6. D’une part, l’institution, par les dispositions précitées, d’un recours administratif préalable obligatoire devant le recteur d’académie pour les sanctions prononcées par le conseil de discipline des collèges et lycées a pour effet de laisser à l’autorité compétente pour en connaître le soin d’arrêter définitivement la position de l’administration avant une éventuelle saisine du tribunal. Il s’ensuit que la décision prise à la suite du recours se substitue nécessairement à la décision initiale et est seule susceptible d’être déférée au juge de l’excès de pouvoir. Si l’exercice d’un tel recours a pour but de permettre à l’autorité administrative, dans la limite de ses compétences, de remédier aux illégalités dont pourrait être entachée la décision initiale, sans attendre l’intervention du juge, la décision prise sur le recours n’en demeure pas moins soumise elle-même au principe de légalité, et le requérant ne peut invoquer utilement des moyens tirés des vices propres à la décision initiale, lesquels ont nécessairement disparu avec elle. Il est néanmoins recevable à exciper de l’irrégularité de la procédure suivie devant le conseil de discipline, et il en résulte que lorsque la décision initiale a été prise selon une procédure entachée d’une irrégularité à laquelle l’autorité compétente pour statuer sur le recours administratif, saisie d’un tel recours, ne peut remédier, il incombe à cette autorité de rapporter la décision initiale et d’ordonner qu’une nouvelle procédure, exempte du vice qui l’avait antérieurement entachée, soit suivie. Toutefois, un vice affectant le déroulement de la procédure administrative préalable à son intervention n’est de nature à entacher d’illégalité cette décision que s’il ressort des pièces du dossier qu’il a été susceptible d’exercer une influence sur le sens de la décision prise ou qu’il a privé l’intéressé d’une garantie.

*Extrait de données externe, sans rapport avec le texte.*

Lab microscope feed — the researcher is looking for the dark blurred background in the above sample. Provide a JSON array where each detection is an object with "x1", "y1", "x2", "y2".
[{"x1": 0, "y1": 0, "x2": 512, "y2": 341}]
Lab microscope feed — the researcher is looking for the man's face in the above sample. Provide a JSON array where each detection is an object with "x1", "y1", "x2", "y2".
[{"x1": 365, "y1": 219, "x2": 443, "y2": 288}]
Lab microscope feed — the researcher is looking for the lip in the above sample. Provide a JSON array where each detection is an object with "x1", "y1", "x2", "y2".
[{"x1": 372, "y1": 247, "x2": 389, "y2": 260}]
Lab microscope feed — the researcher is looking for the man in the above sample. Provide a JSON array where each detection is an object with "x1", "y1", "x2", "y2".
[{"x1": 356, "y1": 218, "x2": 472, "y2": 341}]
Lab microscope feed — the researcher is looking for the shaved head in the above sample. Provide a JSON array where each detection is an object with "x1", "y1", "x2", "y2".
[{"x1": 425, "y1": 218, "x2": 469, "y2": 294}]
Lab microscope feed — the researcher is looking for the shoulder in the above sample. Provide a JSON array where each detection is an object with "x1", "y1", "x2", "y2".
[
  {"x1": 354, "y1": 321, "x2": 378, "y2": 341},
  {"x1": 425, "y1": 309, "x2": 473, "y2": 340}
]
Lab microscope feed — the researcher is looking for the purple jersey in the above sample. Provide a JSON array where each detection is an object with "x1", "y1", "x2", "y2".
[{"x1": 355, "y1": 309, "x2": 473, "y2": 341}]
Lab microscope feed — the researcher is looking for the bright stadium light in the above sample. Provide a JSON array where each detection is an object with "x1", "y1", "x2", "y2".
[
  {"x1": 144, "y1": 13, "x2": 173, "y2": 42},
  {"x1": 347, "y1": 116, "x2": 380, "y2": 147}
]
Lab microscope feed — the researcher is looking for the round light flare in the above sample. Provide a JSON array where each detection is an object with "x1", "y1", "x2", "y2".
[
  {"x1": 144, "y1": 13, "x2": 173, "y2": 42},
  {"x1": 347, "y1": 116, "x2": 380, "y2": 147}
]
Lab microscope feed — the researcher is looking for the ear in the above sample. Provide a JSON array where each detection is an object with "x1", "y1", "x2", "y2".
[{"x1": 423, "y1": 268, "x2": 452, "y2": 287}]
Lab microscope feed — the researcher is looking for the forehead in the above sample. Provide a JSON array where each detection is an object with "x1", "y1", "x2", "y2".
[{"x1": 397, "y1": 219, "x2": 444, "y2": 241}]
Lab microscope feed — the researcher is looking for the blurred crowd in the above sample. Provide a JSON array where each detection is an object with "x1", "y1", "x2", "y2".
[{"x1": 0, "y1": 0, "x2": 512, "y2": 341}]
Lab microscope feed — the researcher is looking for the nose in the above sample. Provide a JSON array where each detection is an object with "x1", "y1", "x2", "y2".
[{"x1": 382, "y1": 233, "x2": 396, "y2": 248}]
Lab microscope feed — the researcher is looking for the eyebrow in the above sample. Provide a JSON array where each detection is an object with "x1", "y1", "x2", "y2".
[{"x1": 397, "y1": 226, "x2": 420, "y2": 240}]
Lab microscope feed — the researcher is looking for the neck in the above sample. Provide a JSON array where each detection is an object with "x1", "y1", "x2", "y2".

7. D’autre part, il appartient au juge, saisi de moyens en ce sens, de rechercher si les faits reprochés à un élève ayant fait l’objet d’une sanction disciplinaire constituent des fautes de nature à justifier une sanction et si la sanction retenue est proportionnée à la gravité de ces fautes.
8. En l’état de l’instruction, le moyen tiré de ce que la sanction litigieuse prononcée à l’encontre de l’élève A E est entachée d’une erreur d’appréciation est propre à créer un doute sérieux quant à la légalité de la décision attaquée. Il y a dès lors lieu d’en suspendre l’exécution, jusqu’à ce qu’il soit statué sur sa légalité.
Sur les frais liés au litige :
9. Aux termes de l’article L. 761-1 du code de justice administrative : « Dans toutes les instances, le juge condamne la partie tenue aux dépens ou, à défaut, la partie perdante, à payer à l’autre partie la somme qu’il détermine, au titre des frais exposés et non compris dans les dépens. Le juge tient compte de l’équité ou de la situation économique de la partie condamnée. Il peut, même d’office, pour des raisons tirées des mêmes considérations, dire qu’il n’y a pas lieu à cette condamnation ».
10. Dans les circonstances de l’espèce, il y a lieu de rejeter les conclusions des requérants formées au titre des dispositions précitées.
ORDONNE :
Article 1er : L’exécution de la décision du 22 mai 2023 par laquelle la rectrice de l’académie de Nice a confirmé la sanction d’exclusion définitive prononcée par le conseil de discipline du collège Jean Franco de Saint Etienne de Tinée à l’encontre de l’élève A E est suspendue, jusqu’à ce qu’il soit statué sur sa légalité.
Article 2 : Le surplus des conclusions de la requête est rejeté.
Article 3 : La présente ordonnance sera notifiée à M. B E, à Mme D C et au ministre de l’éducation nationale et de la jeunesse.
Copie en sera adressée à la rectrice de l’académie de Nice.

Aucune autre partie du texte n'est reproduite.